Key research themes
1. How did the transition from Byzantine to early Islamic control affect natron glass production workshops in the Near East?
This theme explores the technological, compositional, and chronological changes in natron-based glass production at primary and secondary workshops during the Byzantine-Islamic transition (7th–9th centuries CE). It investigates how political and economic shifts influenced production centers, raw material sourcing, and workshop organization, focusing on Palestine and Egypt as core regions in the Mediterranean glass supply network.
2. What do compositional and technological analyses of glass tesserae reveal about Byzantine secondary workshops and regional glass supply networks?

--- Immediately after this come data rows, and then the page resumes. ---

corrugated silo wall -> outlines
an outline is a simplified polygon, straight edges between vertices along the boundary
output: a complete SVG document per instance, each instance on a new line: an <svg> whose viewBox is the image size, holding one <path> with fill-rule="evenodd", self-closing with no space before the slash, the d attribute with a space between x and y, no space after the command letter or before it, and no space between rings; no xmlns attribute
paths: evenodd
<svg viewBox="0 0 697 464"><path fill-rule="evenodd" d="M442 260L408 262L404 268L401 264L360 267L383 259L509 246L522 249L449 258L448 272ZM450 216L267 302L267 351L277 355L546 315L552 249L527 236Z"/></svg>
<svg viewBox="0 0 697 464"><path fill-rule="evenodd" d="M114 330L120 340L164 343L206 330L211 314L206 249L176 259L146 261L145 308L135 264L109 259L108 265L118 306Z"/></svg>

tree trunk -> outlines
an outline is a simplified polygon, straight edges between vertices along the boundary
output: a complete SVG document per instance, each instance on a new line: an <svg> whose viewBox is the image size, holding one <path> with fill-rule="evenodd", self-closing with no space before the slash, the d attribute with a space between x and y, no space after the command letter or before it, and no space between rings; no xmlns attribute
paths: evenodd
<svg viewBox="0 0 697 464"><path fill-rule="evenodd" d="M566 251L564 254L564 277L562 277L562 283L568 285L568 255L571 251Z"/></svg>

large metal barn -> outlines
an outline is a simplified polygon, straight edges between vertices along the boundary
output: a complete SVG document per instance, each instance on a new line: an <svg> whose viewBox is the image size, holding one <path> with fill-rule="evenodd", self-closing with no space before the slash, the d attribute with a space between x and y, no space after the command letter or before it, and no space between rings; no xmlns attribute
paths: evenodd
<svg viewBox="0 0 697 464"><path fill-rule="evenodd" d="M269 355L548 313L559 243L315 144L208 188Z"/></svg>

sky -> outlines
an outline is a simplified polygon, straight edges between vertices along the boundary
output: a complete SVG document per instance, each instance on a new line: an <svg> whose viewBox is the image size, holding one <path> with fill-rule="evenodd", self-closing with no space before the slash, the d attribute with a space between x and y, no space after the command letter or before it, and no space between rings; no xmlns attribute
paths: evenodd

This theme focuses on secondary glass production practices for mosaic tesserae in Byzantine Asia Minor. By analyzing compositional data and microstructural features of tesserae from archaeological contexts, researchers investigate workshop organization, pigment and opacifier technologies, and the provenance of raw glass. It highlights the diversity of secondary processing sites, technological innovations, and the economic and commercial networks underpinning mosaic production during the Byzantine period.
3. How is Byzantine glass production evidenced through compositional analysis of artifacts such as glass weights and vessel assemblages, and what does this reveal about trade and workshop organization?
This theme investigates compositional characterization of Byzantine glass artifacts—especially glass weights and vessels—to infer primary raw material sources, workshop practices, centralization of production, and scale of trade. By utilizing multivariate data analysis and chemical profiling, research reconstructs spatial and chronological aspects of Byzantine glass production and distribution, offers insights into supply continuity across political changes, and identifies technological innovations or regional specialization.